1. Entre 1994.02.01 e 2002.03.30, o Autor desempenhou funções Administrativas de Apoio de Compras do …. da Ré. (A)
2. Entre A. e R. foi subscrito em 1995.04.01, um contrato denominado de "prestação de serviços", pelo prazo de seis meses, sendo automaticamente renovado se não for denunciado por qualquer das partes, com a antecedência mínima de trinta dias. (B)
3. A função que foi desempenhar esteve e está consagrada no Organograma da Empresa, fazendo parte das tarefas quotidianas asseguradas pelo seu pessoal (C)
4. Tal tarefa implicava, nomeadamente, “dar execução às políticas definidas pela Ré, nas tarefas de apoio às actividades de responsabilidade da área operacional e outras inerentes aos projectos que lhe forem encomendados pela Ré, conforme lhe fosse solicitado” (D).

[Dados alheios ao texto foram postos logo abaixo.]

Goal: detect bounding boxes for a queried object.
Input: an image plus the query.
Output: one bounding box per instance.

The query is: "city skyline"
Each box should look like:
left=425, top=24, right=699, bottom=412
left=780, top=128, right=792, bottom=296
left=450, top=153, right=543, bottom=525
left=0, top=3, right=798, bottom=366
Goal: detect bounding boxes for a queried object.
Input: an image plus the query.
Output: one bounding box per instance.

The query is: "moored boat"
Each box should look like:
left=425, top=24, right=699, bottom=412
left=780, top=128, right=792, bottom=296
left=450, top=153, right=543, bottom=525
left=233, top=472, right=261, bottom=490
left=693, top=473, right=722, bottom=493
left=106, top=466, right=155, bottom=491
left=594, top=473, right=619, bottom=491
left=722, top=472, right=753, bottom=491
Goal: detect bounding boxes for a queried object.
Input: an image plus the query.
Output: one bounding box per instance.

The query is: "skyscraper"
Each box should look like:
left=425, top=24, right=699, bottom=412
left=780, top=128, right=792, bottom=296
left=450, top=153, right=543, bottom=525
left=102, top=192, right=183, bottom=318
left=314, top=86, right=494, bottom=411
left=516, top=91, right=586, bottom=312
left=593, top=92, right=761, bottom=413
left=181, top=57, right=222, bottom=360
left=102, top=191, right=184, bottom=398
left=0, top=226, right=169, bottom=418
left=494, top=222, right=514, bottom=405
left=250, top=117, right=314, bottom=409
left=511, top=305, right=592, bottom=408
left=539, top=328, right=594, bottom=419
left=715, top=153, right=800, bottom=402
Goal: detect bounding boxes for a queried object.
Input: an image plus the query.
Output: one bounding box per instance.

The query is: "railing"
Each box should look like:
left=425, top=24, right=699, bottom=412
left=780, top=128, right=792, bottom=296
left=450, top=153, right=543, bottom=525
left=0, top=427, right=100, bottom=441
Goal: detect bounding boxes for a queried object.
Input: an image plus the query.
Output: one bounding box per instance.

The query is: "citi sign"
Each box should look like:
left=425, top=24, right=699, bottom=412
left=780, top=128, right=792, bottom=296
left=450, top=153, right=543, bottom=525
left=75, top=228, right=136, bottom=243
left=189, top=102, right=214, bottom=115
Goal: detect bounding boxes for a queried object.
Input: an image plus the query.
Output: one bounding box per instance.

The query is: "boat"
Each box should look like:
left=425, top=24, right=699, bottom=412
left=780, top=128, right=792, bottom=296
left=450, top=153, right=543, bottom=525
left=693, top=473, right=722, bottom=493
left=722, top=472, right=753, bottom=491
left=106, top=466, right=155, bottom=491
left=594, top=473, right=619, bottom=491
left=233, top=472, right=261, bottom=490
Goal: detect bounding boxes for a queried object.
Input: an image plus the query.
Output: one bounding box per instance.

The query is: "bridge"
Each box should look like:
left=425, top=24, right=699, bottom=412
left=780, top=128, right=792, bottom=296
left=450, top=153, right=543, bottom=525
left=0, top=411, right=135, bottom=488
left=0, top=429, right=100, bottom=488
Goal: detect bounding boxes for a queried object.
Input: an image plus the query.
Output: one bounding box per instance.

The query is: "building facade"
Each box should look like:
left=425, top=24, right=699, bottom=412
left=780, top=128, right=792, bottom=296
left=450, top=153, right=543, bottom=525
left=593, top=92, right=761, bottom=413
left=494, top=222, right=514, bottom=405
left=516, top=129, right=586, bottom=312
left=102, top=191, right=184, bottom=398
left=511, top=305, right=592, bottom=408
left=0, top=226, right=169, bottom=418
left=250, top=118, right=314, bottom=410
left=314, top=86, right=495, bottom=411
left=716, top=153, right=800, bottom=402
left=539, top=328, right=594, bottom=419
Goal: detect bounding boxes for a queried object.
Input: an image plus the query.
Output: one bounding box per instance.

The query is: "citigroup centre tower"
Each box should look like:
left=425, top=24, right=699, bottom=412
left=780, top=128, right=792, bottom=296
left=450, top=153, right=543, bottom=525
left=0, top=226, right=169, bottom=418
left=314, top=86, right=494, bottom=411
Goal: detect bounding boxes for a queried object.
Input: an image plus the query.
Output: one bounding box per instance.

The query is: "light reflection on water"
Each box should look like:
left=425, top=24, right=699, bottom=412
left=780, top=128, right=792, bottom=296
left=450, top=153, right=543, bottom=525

5. O Autor foi encarregado das seguintes funções / tarefas:
        a)– todo o expediente da secção de compras:
      -Manutenção de Stocks do Economato;
    -Gestão do activo mobiliário existente e requisição a pedido e sob instruções e directivas da hierarquia;
    -Manutenção e Gestão de Carteira de Contactos com Fornecedores e permanente informação de gestão dessa carteira de contactos;
        b)– Apoio à Tesouraria:
   -Desempenho das funções de Tesoureiro, nas ausências (férias, faltas, etc.) ou impedimento do titular daquele Posto de Trabalho, Senhor J….
    -Execução das diversas operações quotidianas e relativas à Carteira de Títulos, designadamente no que concerne à sua recolha informática (actividade fundamento da existência da Ré). (E)
6. O autor estava vinculado a horário definido pelo empregador e considerando que o horário em vigor era e é idêntico ao praticado na Banca, referia-se a um período de 7 horas diárias fixadas entre as 8h30 e as 16h30. (F)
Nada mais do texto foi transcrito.